Villainous Company On The Imperial Court

Cassandra of Villainous Company fisks Ginsburg's and O'Connor's complaints about criticism of the Supreme Court. It's an important, thorough and impassioned fisk that deserves to be reread over and over again. It's a royal fisk, a noble fisk, a profoundly relevant fisk. We are being treated to a constant barrage of criticism of the Executive, but we don't seem to spend much time contemplating the constitutional failures of Congress or the Supreme Court. The Constitutional stool has three legs, you know.

To me, the most important element in the Royal Fisk is this reminder:
American Bar Association President Michael Greco asked Ginsburg what lawyers could do. She said attorneys can speak up and "say these efforts are wrong." Judges, she said, cannot lobby on their own behalf.
Let us not forget that Justices of the Supreme Court are human beings, and lawyers who must argue cases before them are as well. Isn't this just a wee bit coercive?

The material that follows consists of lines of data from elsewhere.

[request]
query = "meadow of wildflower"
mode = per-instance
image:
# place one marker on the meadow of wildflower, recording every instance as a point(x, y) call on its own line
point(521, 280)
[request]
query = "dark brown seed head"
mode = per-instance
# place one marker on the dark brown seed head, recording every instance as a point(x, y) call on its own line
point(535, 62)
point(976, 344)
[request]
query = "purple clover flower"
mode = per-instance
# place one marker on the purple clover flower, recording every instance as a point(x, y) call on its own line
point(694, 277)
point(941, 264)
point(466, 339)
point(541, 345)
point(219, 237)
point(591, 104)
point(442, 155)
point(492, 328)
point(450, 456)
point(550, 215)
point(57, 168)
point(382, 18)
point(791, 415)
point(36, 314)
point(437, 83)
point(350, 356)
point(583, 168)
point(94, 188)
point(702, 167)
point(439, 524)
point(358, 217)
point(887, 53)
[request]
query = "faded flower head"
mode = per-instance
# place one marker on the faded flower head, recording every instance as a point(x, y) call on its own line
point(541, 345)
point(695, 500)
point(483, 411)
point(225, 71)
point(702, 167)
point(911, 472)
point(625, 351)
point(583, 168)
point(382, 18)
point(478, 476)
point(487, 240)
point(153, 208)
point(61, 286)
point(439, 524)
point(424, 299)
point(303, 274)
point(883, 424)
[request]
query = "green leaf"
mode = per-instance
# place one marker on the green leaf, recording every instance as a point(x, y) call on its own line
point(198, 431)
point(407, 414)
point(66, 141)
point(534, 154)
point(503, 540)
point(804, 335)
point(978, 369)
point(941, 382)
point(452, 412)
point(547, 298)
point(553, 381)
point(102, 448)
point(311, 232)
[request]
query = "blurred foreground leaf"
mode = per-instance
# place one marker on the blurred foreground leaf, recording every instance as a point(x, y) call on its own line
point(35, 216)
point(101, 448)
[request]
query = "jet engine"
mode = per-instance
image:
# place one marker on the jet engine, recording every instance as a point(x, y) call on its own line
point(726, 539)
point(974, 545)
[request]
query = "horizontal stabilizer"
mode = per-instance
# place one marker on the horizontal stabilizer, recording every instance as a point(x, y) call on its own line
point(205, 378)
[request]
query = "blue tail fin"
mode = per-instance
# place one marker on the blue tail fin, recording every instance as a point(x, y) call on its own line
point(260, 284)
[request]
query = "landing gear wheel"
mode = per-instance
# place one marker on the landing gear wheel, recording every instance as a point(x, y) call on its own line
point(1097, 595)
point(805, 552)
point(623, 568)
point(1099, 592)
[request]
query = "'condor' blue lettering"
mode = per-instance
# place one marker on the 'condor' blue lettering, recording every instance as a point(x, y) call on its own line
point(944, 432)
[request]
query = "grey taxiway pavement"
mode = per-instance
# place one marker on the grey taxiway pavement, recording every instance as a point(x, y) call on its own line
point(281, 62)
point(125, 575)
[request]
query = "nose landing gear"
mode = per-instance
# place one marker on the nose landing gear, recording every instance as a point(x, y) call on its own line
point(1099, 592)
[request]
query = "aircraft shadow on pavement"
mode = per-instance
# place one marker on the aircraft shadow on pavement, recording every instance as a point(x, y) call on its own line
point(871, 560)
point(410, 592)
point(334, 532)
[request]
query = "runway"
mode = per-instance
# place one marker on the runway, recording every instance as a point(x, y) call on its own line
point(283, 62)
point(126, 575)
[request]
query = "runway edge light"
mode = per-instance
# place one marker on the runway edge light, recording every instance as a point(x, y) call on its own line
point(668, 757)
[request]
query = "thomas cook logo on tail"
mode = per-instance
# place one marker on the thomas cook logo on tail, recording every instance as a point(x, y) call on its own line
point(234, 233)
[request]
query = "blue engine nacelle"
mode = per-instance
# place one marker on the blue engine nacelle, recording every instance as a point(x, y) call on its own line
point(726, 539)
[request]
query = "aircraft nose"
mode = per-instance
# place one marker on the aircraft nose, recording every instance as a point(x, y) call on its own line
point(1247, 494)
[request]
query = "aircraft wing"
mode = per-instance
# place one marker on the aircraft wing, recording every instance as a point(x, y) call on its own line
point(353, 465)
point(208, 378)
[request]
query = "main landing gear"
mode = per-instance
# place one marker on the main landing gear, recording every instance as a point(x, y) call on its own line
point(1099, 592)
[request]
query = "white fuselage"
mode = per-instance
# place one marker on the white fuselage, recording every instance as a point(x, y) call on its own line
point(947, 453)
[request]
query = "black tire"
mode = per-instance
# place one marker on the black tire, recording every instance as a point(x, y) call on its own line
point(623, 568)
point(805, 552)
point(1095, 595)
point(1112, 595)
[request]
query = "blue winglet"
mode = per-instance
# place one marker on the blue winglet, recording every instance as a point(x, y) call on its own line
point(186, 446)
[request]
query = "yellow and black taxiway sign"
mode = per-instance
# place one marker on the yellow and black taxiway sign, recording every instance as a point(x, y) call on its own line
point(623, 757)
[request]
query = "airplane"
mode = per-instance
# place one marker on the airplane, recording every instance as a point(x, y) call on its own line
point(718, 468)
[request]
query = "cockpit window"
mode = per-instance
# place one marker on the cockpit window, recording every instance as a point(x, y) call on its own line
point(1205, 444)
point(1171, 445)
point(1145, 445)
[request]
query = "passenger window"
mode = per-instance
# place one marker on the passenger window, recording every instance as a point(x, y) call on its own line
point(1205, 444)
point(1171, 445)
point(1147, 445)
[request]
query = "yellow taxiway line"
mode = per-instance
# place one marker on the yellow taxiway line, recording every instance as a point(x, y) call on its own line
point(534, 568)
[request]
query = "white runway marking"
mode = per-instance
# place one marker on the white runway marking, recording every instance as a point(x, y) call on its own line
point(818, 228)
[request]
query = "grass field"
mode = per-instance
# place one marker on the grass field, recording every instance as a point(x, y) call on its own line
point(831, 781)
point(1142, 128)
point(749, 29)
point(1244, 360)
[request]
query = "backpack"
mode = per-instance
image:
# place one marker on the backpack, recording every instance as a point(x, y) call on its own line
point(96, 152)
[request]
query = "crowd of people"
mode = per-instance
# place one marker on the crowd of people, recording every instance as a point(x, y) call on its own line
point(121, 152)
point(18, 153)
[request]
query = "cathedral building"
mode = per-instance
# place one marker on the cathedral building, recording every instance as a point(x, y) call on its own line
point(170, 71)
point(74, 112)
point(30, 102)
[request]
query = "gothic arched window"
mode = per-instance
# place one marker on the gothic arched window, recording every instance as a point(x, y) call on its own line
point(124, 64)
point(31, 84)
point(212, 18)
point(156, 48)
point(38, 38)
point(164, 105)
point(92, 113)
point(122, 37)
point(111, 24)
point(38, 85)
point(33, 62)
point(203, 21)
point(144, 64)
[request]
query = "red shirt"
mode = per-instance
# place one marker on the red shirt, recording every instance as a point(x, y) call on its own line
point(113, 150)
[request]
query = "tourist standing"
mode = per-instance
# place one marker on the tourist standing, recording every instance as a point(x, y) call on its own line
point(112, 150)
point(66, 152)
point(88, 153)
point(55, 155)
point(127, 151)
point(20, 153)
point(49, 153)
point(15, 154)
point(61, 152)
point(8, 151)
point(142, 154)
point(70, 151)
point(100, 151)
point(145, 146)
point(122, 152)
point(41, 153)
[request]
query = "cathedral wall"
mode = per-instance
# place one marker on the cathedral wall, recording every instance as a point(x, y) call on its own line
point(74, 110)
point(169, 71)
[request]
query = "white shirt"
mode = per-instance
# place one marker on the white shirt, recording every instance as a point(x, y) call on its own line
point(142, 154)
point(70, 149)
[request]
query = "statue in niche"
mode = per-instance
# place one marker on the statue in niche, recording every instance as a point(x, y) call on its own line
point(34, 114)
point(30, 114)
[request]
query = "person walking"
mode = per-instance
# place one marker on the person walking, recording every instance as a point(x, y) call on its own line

One of the issues drawing the unseemly fire of the Supreme Wenches was the issue of citing foreign law as precedent or a guideline. It ought to be obvious that such a deed is profoundly undemocratic, surely? Since Americans do not have any influence on foreign law, use of foreign law completely violates the spirit and intent of the Constitution, correct?

Let's not forget that the Constitution of the United States was revolutionary in the extreme when ratified. We are not merely a state in a broader western nation. We are unique and will sometimes require unique laws.


Comments:
Well said, and it would be relevant IF Amerikkka could crawl into a time machine and return to the daze of isolationism, which didn't work then and sure as hell won't work now in this age of globalism.

But maybe you're a Luddite?
 
EminemsRevenge - no, I'm not a Luddite. I remain for democratic innovation in other nations as well as ours.

But look at the difference in our laws. US-style freedom of religion and even of speech isn't the law of the land in most EU nations. I don't expect them to change their laws to fit ours, and I don't think we should change ours to fit theirs.

The Netherlands, for example, funds religious schools. Germany and the UK have religious classes in their schools. France, I believe, outlaws Scientology. I doubt Swedish-style socialism would work for the US, because of the much greater number of immigrants to the US. It doesn't mean that the Swedes can't make their system work given their unique society (although socialism does seem to be causing some trouble with assimilating immigrants in some European countries).

The best laws evolve to fit the needs of the particular society. Certainly laws reach for ideals, but they must be pragmatically functional as well.

Making rulings on US constitutional issues based on the laws of other countries is a very dangerous practice which subverts the basic concept of constitutional law entirely.

It's not as if we all started at the same place and then diverged. We started from different places, and in some ways we have converged - in others we have continued to diverge. I have no problem with the Supreme Court looking at the change in laws in various US states to see what the sense of "cruel and unusual" might be today.

But the Swedish concept of "cruel and unusual" is not relevant. Using the same logic would throw out many of our criminal penalties, which tend to be far more harsh than most European penalties. Perhaps you feel that would be appropriate, but the point is not what I feel is appropriate, or what you feel is appropriate, but what the majority of the US population deems appropriate. If that changes, then the basis of our democratic republic has changed in a very material and basic way.